Maybe it’s “machismo” or just stupidity.
I don’t have time for my own well-being, right?
Some years ago, I discovered the answer to that question and in the process, faced my mortality.
It’s ironic that the night this started, I was attending the funeral of a family man who had died before his time.
It began with a bad stomachache that I attributed to lunch but when I got home it just got worse.
I was up all night puking. I was on the bathroom floor, delirious from pain but never did I once say to my wife that maybe – just maybe – I should go to the ER.
Finally I was able to sleep and when I woke up, I felt a little better. I saw my wife off to work and got the kids off to school.
Meanwhile, the pain had settled into my lower abdomen, on the right side.
Damnit! This was probably appendicitis. I called in sick to work and called my wife and told her that I would drive myself to the hospital.
No problem. I got this.
Why should I bother anyone and inconvenience them? I was feeling better and the hospital was only a few minutes away.
The doctor checked and he agreed with my diagnosis and sent me for a CT scan for confirmation.
I eventually got wheeled into the OR and when I woke up in recovery, the nurse told me that my appendix had actually burst.
With much difficulty, I made my way into the bathroom. I leaned on the sink and looked in the mirror and saw someone I hardly recognized.
Who the hell was this guy with the pale face, sunken eyes and look of death?
This was me and this was serious.
With a burst appendix, I could’ve died. It probably burst right on the floor of the bathroom that night, which is why I felt better.
But all that time that I wasted refusing to admit I needed help, those toxins were leaking into my gut and setting me up for an internal infection that could have done me in no matter what the doctor did.
I spent the next two-plus weeks in the hospital, always with a fever and constant IV antibiotics.
I don’t think I ever realized how grave my situation was.

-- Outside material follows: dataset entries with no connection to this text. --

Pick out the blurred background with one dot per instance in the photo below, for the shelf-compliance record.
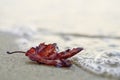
(71, 16)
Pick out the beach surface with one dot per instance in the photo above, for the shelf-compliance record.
(91, 24)
(19, 67)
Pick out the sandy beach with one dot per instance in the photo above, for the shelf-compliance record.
(19, 67)
(93, 25)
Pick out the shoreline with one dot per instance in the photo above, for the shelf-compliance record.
(19, 67)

To this day I have downplayed the whole thing.
Maybe I’m still lying to myself because it scares the shit outta me that I flirted with death.
I missed my kids performing in the school talent show and I missed some of my son’s baseball games. In truth, though, I came close to not seeing them grow up at all.

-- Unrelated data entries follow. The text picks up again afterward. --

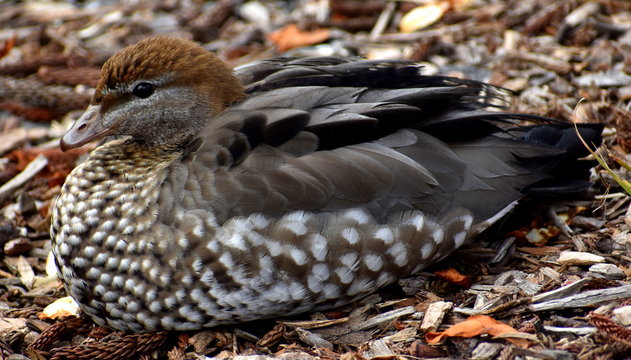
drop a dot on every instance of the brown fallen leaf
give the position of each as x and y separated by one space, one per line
474 326
59 163
453 276
423 16
291 36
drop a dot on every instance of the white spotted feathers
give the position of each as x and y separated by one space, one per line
289 186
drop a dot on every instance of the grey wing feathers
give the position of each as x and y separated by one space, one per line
385 144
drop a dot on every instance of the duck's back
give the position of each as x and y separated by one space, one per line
328 134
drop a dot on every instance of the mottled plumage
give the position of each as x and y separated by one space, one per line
303 185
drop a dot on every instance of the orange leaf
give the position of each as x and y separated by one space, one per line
474 326
453 276
290 37
8 45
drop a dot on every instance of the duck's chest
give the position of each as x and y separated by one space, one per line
104 211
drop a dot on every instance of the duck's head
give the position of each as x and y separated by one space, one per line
160 91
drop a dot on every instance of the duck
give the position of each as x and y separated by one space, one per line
288 185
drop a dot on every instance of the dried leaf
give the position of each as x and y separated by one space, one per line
291 36
27 275
474 326
423 16
453 276
63 307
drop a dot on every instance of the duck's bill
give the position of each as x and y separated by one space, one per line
86 129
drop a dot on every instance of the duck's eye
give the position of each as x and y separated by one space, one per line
143 90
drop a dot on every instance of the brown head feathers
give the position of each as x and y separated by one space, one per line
176 61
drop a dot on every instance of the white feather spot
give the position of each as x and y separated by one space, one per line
345 274
296 227
384 279
351 235
373 262
349 260
359 215
236 241
298 256
385 235
319 248
438 235
321 271
426 249
399 254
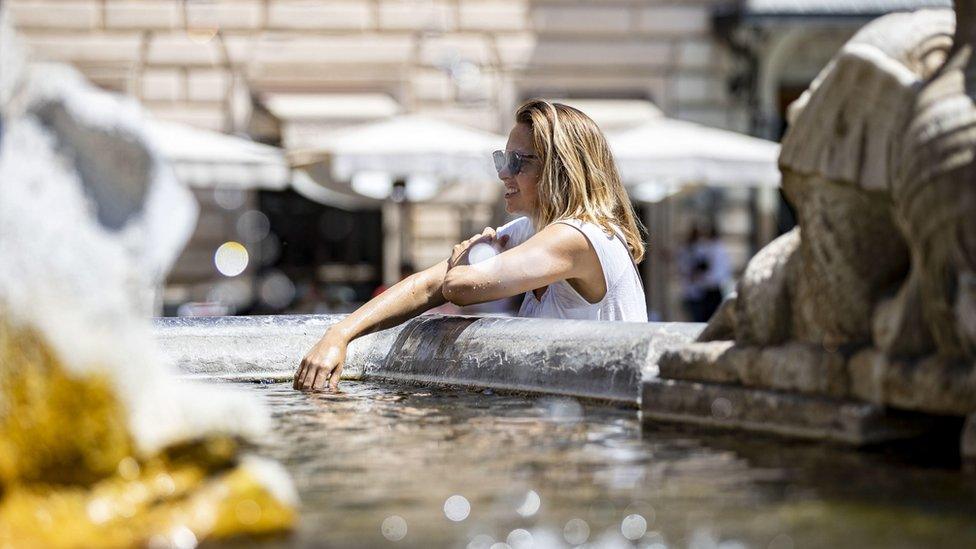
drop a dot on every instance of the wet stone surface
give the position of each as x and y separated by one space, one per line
401 466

At the hospital, I convinced the doctor that I could go home and take my own temp every day, take my meds and come back if I was not feeling well.
I just wanted to go home.
I should have stayed in the hospital.
Better yet, they should’ve just shot me.
Two weeks later, I felt a weight in my lower abdomen, so I went back for another CT scan.
The doctor said he would need to drain the abscesses from the infection caused by the burst appendix. He explained he was going to go in through my anus — using both hands and a syringe — to drain the fluid.
Nice. I should have at least gotten dinner and a movie first.
Still, the procedure was successful.
After all of this, I was not the same person. It took most of a year to really get back to normal.
I still don’t think I realized how close a brush with death this was.
Thank goodness for antibiotics and for my doctor for violating me with that syringe.
I’m glad I’m still here to talk about it.